Estados Unidos querem reforma no FMI, mas não abdicam de poder de veto
Estados Unidos querem reforma no FMI, mas não abdicam de poder de veto
Os Estados Unidos querem uma ampla reforma do Fundo Monetário Internacional (FMI) que outorgue uma maior participação dos países emergentes e subdesenvolvidos nas decisões da entidade.
A proposta, inconcebível há dez meses, pela própria natureza política das administrações norte-americanas, é compatível com uma das ideias lançadas durante a campanha eleitoral do presidente Barack Obama, que defendeu a reforma das instituições de crédito para enfrentar a crise mundial.
“O FMI precisa de uma estrutura de governo mais representativa, atuante e responsável, para poder fortalecer sua legitimidade”, afirmou o secretário do Tesouro, Timothy Geithner, em carta enviada na segunda-feira à reunião anual do fundo, que se realiza em Istambul, na Turquia.
Geither, contudo, não deu mostras da vontade norte-americana de prescindir do seu poder de veto dentro da instituição.
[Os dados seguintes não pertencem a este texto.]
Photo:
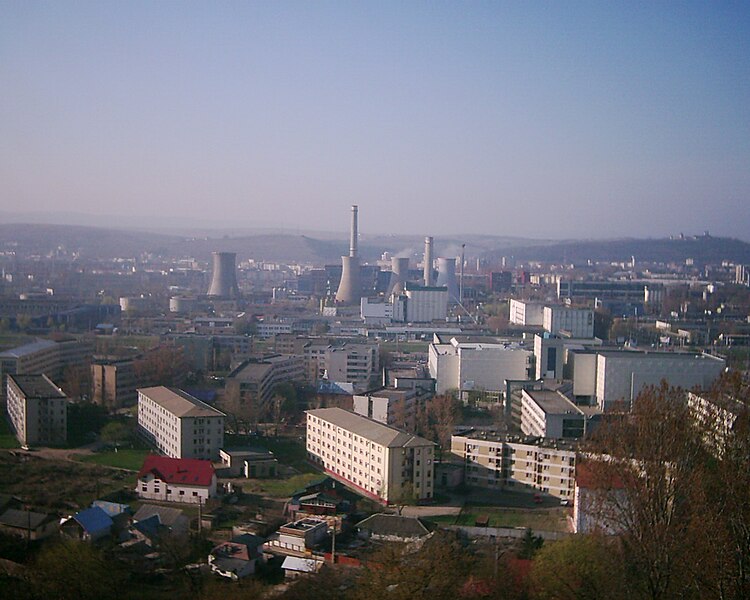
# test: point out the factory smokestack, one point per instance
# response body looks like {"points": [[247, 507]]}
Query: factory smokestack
{"points": [[349, 287], [428, 261], [447, 277], [224, 278], [399, 275]]}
A reação da direção do FMI foi imediata. O comitê financeiro e monetário da entidade não só deu apoio à iniciativa como fixou um incremento de 5% na transferência de poder de voto dos países ricos para os subdesenvolvidos, como sugeriu Geither.
Poder aos ricos
Desde a sua criação, em julho de 1944, os países ricos sempre tiveram muito mais poder de voto que os países pobres, definido por questões econômicas e financeiras. No entanto, nos últimos anos, a transferência de postos de trabalho dos países ricos para os pobres, a fim de diminuir os custos de produção, trouxe para a mesa a necessidade de levar em conta o crescimento econômico desses países, a maior parte da América Latina e Ásia.
Segundo a ONG Oxfam, os procedimentos de votos do FMI dão mais peso a Luxemburgo que a Filipinas, que possui uma população 200 vezes maior que o país europeu, no qual 5% de transferência de poder de voto são insuficientes.
“Eles [os países ricos] têm de dar maior poder de voz aos países pobres, retirar dos órgãos de decisão alguns países europeus e acabar com a capacidade de veto dos Estados Unidos”, disse a diretora política do Oxfam, Caroline Pearce.
Na opinião dela, o FMI só pode ter relevância na comunidade econômica mundial se levar em conta que os países “castigados” pela crise mundial têm alguma coisa a dizer sobre seu destino.
Os Estados Unidos possuem 17% da capacidade de votos nas decisões do FMI, o que dá a Washington uma virtual capacidade de veto, porque as decisões mais importantes são obrigatoriamente aprovadas por uma maioria de 85%.
Durante décadas, o FMI foi visto como um verdadeiro “diabo” entre os países subdesenvolvidos, pelas condições draconianas que costumava impor aos países necessitados de empréstimos, sem ter em consideração o impacto que isso poderia causar nas classes mais pobres.
[A reforma do FMI] “é uma forma de refletir as mudanças na economia global, onde os países emergentes estão adquirindo mais poder e capacidade de negociação e, além disso, estão a uma maior velocidade de crescimento que os países ricos”, considerou o presidente do comitê financeiro e monetário, Youssef Boutros-Ghali.
No entanto, deixou um aviso: “Uma mudança nesta quota de votação é crucial, mas não tenhamos ilusões, o processo não vai acontecer de um dia para o outro”.
Segundo Boutros-Ghali, o processo de revisão das quotas de votação seria definido na próxima reunião do FMI, em abril do próximo ano, em Washington, e entraria em vigor em janeiro de 2011.
O secretário do Tesouro norte-americano recordou a necessidade de reformar o FMI, tendo em conta que o G-20 já apontou entregar parte do governo da instituição aos países menores. “O G-20 assumiu um compromisso sério nesse sentido e os Estados Unidos não vão se opor”, acrescentou.